London, May 7 - The body of a Royal Air Force - officer of Indian-origin, who died last month in a helicopter crash in Afghanistan, has been brought to Britain, media reported Wednesday.
Flight Lieutenant Rakesh Chauhan, 29, died when the Lynx helicopter came down in Kandahar province, in southern Afghanistan, killing all five on board.
The intelligence officer from Britain's Leicestershire, known simply as Rak to friends and family, lost his life alongside Intelligence Corps colleague Lance Corporal Oliver Thomas April 26.
Both were believed to have been passengers in the helicopter, whose three-member crew - Captain Thomas Clarke, Warrant Officer Class 2 Spencer Faulkner and Corporal James Walters of the Army Air Corps -- also died.
Chauhan's father Kishor, mother Jyoti and his older brother Kesh, 31, took part in a private ceremony held for close relatives after the bodies reached RAF Brize Norton station in Carterton town in Britain's Oxfordshire Tuesday.

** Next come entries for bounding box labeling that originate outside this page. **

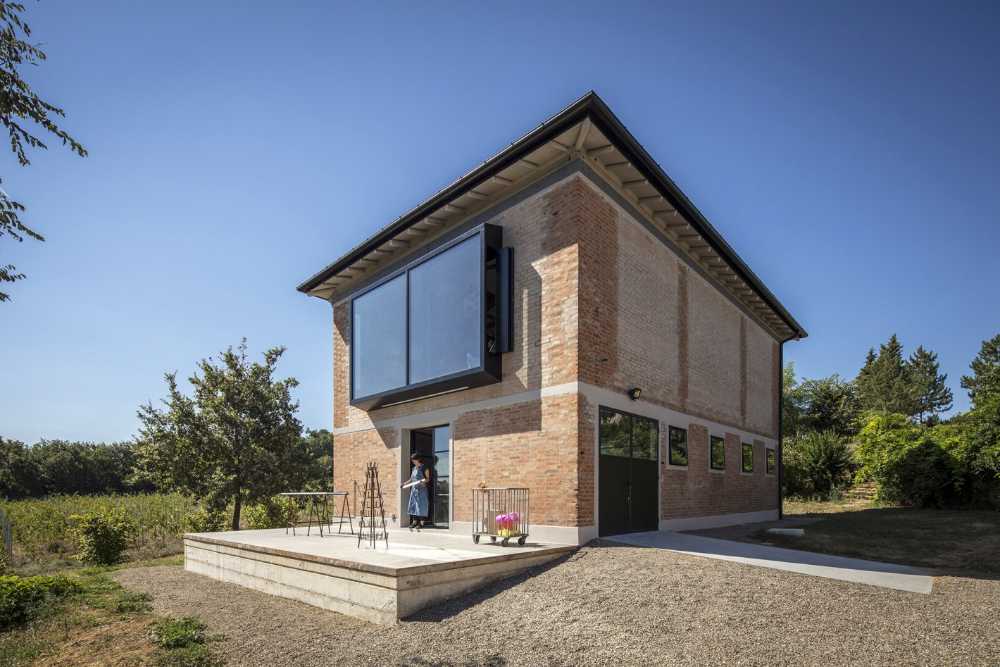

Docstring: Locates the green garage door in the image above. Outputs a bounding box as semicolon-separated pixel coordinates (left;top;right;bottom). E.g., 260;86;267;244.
598;407;660;535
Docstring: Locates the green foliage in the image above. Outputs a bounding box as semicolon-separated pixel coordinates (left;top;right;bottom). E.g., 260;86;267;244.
854;334;916;417
0;2;87;301
907;345;953;421
785;374;858;437
782;431;851;498
0;575;81;630
114;589;153;614
0;438;153;499
152;616;222;667
70;507;136;565
962;334;1000;409
184;507;226;533
243;496;298;529
4;493;194;563
138;340;309;530
155;644;225;667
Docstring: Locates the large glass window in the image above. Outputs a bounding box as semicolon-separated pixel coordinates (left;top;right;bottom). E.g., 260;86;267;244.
409;236;483;384
600;408;660;461
351;274;406;396
351;225;510;410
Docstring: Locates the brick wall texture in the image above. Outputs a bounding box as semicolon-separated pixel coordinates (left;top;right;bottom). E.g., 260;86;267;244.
333;174;780;526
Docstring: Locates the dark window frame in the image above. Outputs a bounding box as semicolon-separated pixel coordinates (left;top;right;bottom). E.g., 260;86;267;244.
350;224;506;410
708;435;726;470
597;405;660;463
667;424;689;468
740;442;753;475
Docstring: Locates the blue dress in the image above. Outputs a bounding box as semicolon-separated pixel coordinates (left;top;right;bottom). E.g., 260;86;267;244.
406;463;430;517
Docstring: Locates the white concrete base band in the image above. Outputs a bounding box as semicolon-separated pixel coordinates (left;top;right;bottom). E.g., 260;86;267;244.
184;535;572;625
660;510;778;530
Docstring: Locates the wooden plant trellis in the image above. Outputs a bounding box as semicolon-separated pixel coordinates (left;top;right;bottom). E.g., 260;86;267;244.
358;461;389;549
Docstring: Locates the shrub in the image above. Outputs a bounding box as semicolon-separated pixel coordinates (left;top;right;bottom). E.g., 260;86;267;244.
153;616;205;649
782;431;851;499
70;507;136;565
0;575;82;630
184;507;226;533
855;414;962;507
243;496;298;529
152;616;223;667
4;493;195;566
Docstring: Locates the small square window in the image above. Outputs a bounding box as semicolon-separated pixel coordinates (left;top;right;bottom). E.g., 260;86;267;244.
708;435;726;470
743;442;753;472
668;426;687;466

More than 1,000 mourners -- including service personnel, school children and relatives -- lined the streets to pay their respects as the solemn procession passed the base's Memorial Garden, the report said.
The crowds then applauded as the coffins, each draped in a Union flag, were driven away to the John Radcliffe Hospital in Oxford.
It was a very sad occasion but then it always is, the Leicester Mercury quoted Carterton mayor Lynn Little as saying.
We are proud of our service families and serving personnel. When something tragic like this happens, the least we can do is support them on a day like today, Little added.
Chauhan's family owns a shop named 'Milan's Sarees' in Belgrave area in Leicester.
The community united behind the young servicemen's family at the weekend, when more than a 1,000 people gathered at the Gujurat Arya Association Community Centre in London to pay their respects.
Chauhan, who was on his third tour of duty in Afghanistan, was based at RAF Odiham station in Hampshire.
Meanwhile, Britain's ministry of defence - has denied claims by the Taliban that insurgents shot the helicopter down, with initial investigations indicating a tragic accident rather than enemy action as the cause of the crash.
The helicopter in which the men were travelling is believed to have been from AAC 657 Squadron, a unit based at RAF Odiham which provides support and transport for special forces troops.
The chopper went down in the Takhta Pul district of Kandahar, in what was the worst incident involving a British military helicopter in Afghanistan since the war began there in 2001, the report said.